With some standalone prosumer ASIO devices (pre + converter) I think that may be why they calibrate them a bit higher than the standard pro level of -20, to get the clipping point of the internal electronics closer to digital 0, close that gap... knowing the audience will be much less likely to be informed and thereby leading to better recordings (for that group in general) than calibrating the AD at -20 while the pre is clipping at +14 internally.

Just because home recordists can't always hear the early stages of analog clipping or unwanted distortion doesn't mean it's not happening. It's not as obvious as digital clipping. I suppose you could run sine waves through some cheap pres at -0.01 to a daw to see what happens... see if a particular pre is prone to distortion or clipping at those levels or not.
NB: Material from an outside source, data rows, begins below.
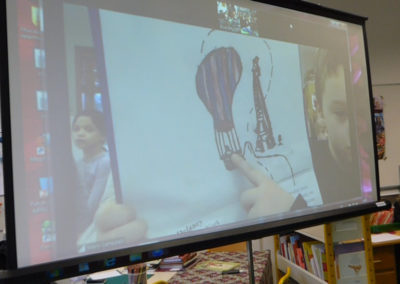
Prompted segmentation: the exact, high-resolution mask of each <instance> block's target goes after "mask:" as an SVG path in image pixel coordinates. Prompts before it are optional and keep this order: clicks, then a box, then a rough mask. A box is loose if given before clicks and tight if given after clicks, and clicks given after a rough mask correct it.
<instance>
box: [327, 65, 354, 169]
mask: <svg viewBox="0 0 400 284" xmlns="http://www.w3.org/2000/svg"><path fill="white" fill-rule="evenodd" d="M322 111H323V114H324V118H325V122H326V127H327V131H328V144H329V150H330V151H331V153H332V156H333V157H334V159H335V160H336V161H337V162H338V163H339V164H341V165H342V166H343V167H345V166H347V165H349V166H350V165H351V159H352V155H351V143H350V128H349V117H348V114H347V98H346V86H345V77H344V69H343V67H339V69H338V72H337V74H336V75H335V76H330V77H329V78H327V79H326V83H325V92H324V94H323V103H322Z"/></svg>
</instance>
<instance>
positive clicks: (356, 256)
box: [334, 242, 367, 279]
mask: <svg viewBox="0 0 400 284" xmlns="http://www.w3.org/2000/svg"><path fill="white" fill-rule="evenodd" d="M334 250H335V263H336V276H337V278H338V279H343V278H346V277H354V276H361V275H366V273H367V270H366V262H365V251H364V243H362V242H355V243H346V244H339V245H336V246H335V248H334Z"/></svg>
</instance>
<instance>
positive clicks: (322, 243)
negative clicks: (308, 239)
mask: <svg viewBox="0 0 400 284" xmlns="http://www.w3.org/2000/svg"><path fill="white" fill-rule="evenodd" d="M311 250H312V253H313V255H314V258H315V271H316V273H315V275H317V276H318V277H319V278H321V279H324V269H323V264H322V251H323V252H325V245H324V244H323V243H319V242H318V243H316V244H313V245H311Z"/></svg>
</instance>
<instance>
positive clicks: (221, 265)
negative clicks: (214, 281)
mask: <svg viewBox="0 0 400 284" xmlns="http://www.w3.org/2000/svg"><path fill="white" fill-rule="evenodd" d="M239 266H240V263H238V262H230V261H220V260H208V261H202V262H200V263H198V264H197V265H196V269H207V270H212V271H216V272H225V271H230V270H234V269H237V268H239Z"/></svg>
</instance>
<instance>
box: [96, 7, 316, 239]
mask: <svg viewBox="0 0 400 284" xmlns="http://www.w3.org/2000/svg"><path fill="white" fill-rule="evenodd" d="M100 19H101V24H102V38H103V43H104V59H105V64H106V65H105V67H106V72H107V80H108V86H109V99H110V107H111V117H112V124H113V129H114V136H113V139H114V141H115V149H110V151H115V154H116V159H115V160H111V163H112V164H113V163H115V164H117V165H118V172H117V175H118V178H119V183H120V185H121V190H122V196H123V205H124V204H125V205H128V204H129V206H131V207H134V210H135V212H136V215H135V216H136V217H135V218H136V220H137V221H141V222H142V221H143V222H144V224H145V226H146V228H147V231H144V234H143V236H142V239H143V240H145V239H149V240H155V239H157V240H158V239H164V238H168V237H169V236H173V235H176V234H185V235H190V234H193V233H195V232H196V231H198V230H208V229H212V228H215V227H218V226H226V225H231V226H235V224H236V223H237V222H242V221H245V220H248V219H249V218H254V217H268V216H273V215H274V214H279V213H283V212H287V211H290V210H295V209H299V208H304V207H306V206H317V205H320V204H321V203H322V200H321V195H320V192H319V188H318V183H317V179H316V177H315V174H314V171H313V164H312V158H311V152H310V148H309V142H308V137H307V132H306V127H305V119H304V106H303V99H302V82H301V74H300V65H299V64H300V63H299V62H300V58H299V53H298V46H297V45H295V44H290V43H284V42H279V41H273V40H265V39H260V38H257V37H243V35H240V34H235V33H228V32H223V31H210V30H209V29H205V28H200V27H189V26H186V25H182V24H177V23H172V22H166V21H160V20H154V19H151V20H150V19H147V18H144V17H137V16H133V15H123V14H122V15H121V14H116V13H113V12H107V11H101V13H100ZM115 25H117V26H118V27H119V28H120V29H121V31H123V32H122V33H121V34H120V33H118V34H116V33H115V32H112V31H113V30H114V29H115ZM135 26H141V27H146V28H143V29H141V30H140V31H138V30H137V29H134V28H132V27H135ZM161 26H163V27H164V28H163V32H161V30H160V27H161ZM166 31H171V32H166ZM116 46H118V47H119V48H118V49H117V48H116ZM160 46H162V48H160ZM249 46H252V48H251V49H249ZM117 51H118V52H117ZM121 56H122V58H124V61H125V63H124V65H123V67H122V66H121V64H120V63H119V62H120V59H119V58H121ZM289 62H291V63H292V64H293V62H297V68H293V66H290V64H288V63H289ZM172 66H173V69H174V72H170V71H169V70H171V68H172ZM121 68H123V69H122V70H121ZM288 81H290V82H291V84H287V83H286V82H288ZM278 105H279V106H280V108H279V109H277V106H278ZM299 118H302V119H299ZM155 137H158V138H157V139H155ZM221 160H222V161H221ZM112 167H114V166H112ZM114 171H115V169H114ZM295 204H297V205H295ZM298 204H301V206H299V205H298ZM108 212H110V211H108ZM166 212H167V213H166ZM135 218H133V219H130V220H131V221H132V220H135ZM136 225H137V224H136ZM135 232H136V235H138V231H135ZM131 235H133V233H132V234H131ZM121 237H123V236H122V235H121ZM139 239H140V238H137V240H139Z"/></svg>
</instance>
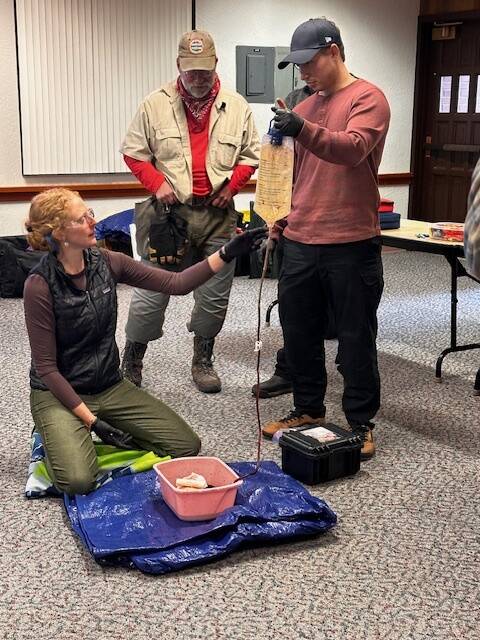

I do think many, like ART, have generally started to give their prosumer pres lots more internal headroom though. So not a major issue there at least.

Yep's only point was that there's nothing to be gained - only potentially lost - from doing that anyway so it makes no sense either way. But most people doing it (imo, with standalone pres) aren't clipping the pre, they're just gaining up the output.

Last edited by Lawrence; 11-08-2010 at 05:54 PM.